All over the world, medical professionals are stepping forward to serve in this pandemic crisis, despite the danger to themselves. One of them, BRITTANY SIMS, has this description of what’s it’s like on the front lines.
“12-hour nights of being hot, hard to breathe, and getting headaches from re-breathing your own CO2 . . . I’m all about action and doing the best bedside and emergency nursing I know how . . . Sometimes I get an OK assignment and sometimes we’re intubating and coding crashing patients back-to-back all night long. Still, I wouldn’t have it any other way . . ..”
Sims works in New York’s Brooklyn Hospital. She left her home and family in Illinois and borrowed money for a plane ticket to New York when she saw the reports of the city’s huge burden of COVID cases. From Day One, it hasn’t been easy.
“This assignment is not for every nurse. Three in my group went home after the first day. . . . ER overload catastrophe nursing at its best. These hospitals here are overpopulated and understaffed. This is a crisis.”
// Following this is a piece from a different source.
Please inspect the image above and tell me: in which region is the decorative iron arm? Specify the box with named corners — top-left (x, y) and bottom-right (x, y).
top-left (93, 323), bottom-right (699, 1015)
According to her mother, Sims has always had “a heart of gold.” Sims communicates with her mother and her daughters every day, calling from the hotel where she lives with hundreds of other nurses. (Two grandmothers split the child-care duties.) But even with imaging, phone calls are no substitute for being able to hold your kids and comfort them.
The calls are at the end of her long hours of trying to save lives, sometimes failing, risking her own life in the process.
Her mother says, “She thinks she can save the world.” She’s certainly trying.